Neil Gaiman is best known for his work with various DC titles, most prominently his long running, successful and award winning Sandman series. He has written so long for DC that one kind of thought of him as an in-stable talent, a loyal DC’er with the kind of freedom to do some small independent work. Not the kind of person to jump ship for the competition.

And not the kind of person to want to associate himself with a company with major characters bearing such ludicrously personality telegraphing names as Nick Fury, Doctor Strange, Captain America, Magneto, and most absurd of all, the villain, Doctor Victor von Doom. Is it any wonder adults dismiss graphic novels as kid stuff?

But the cover was intriguing. The 1602 alluded to in the title, based on the artwork, seemed to suggest Gaiman was working in an historical vein. Which is exactly what the man did. He took classic Marvel characters and transposed them upon seventeenth century Britain, tweaking them considerably.

I myself was relatively unfamiliar with a number of the major players, such Fury and Strange, who play competing and at times allied advisors to Queen Victoria, though the lesser roles were more known to me. The X-Men one can’t help to have some familiarity with these days with the glut of movie tie-ins, nor should Bruce Banner (the human guise of the Incredible Hulk) be entirely unknown, nor less Spiderman or The Fantastic Four.

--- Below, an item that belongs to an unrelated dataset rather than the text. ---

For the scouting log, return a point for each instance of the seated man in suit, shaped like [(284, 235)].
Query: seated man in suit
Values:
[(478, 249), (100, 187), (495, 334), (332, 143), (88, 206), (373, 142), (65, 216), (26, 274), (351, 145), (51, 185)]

Gaiman twists all of these associations, denying Banner and Spiderman’s alter ego, Peter Parker (here, amusingly Celted up to Peter Parquagh) their special powers, adding an Inquisitional touch to the persecution of the X-men mutants, and mixing all of this up in the waning of Elizabeth’s powers alongside the rise of the Scottish king James and the joining of the two kingdoms.

The story is delightfully suspenseful, entertaining even if you don’t know (or care to know) the whole Marvel mythology, and satisfyingly rich. Gaiman has a knack for creating comic book characters with depth, who have a kind of off-the-page life of concerns and worries that he can gingerly allude to so as to give you the entire story in a line of dialogue. Gaimain’s long-standing interest in mythology serves him well in this regard, as he distills down the archetypal aspects of the characters, tossing aside their modern day fanfare and fripperies, and translating them to a much earlier epoch in a well carried through form.

Kubert and Isanove provide a nicely textured page with illustrations both as heavy as a woodcut and as light as the most delicate tracery on an illuminated manuscript. Some of Isanove’s computer generated color has at times a moderately plastic feel, though thankfully this is rarely overt. The whole thing reads as divertingly as the old comics of yore Gaiman praises in his afterword, which is probably the biggest surprise to me of all.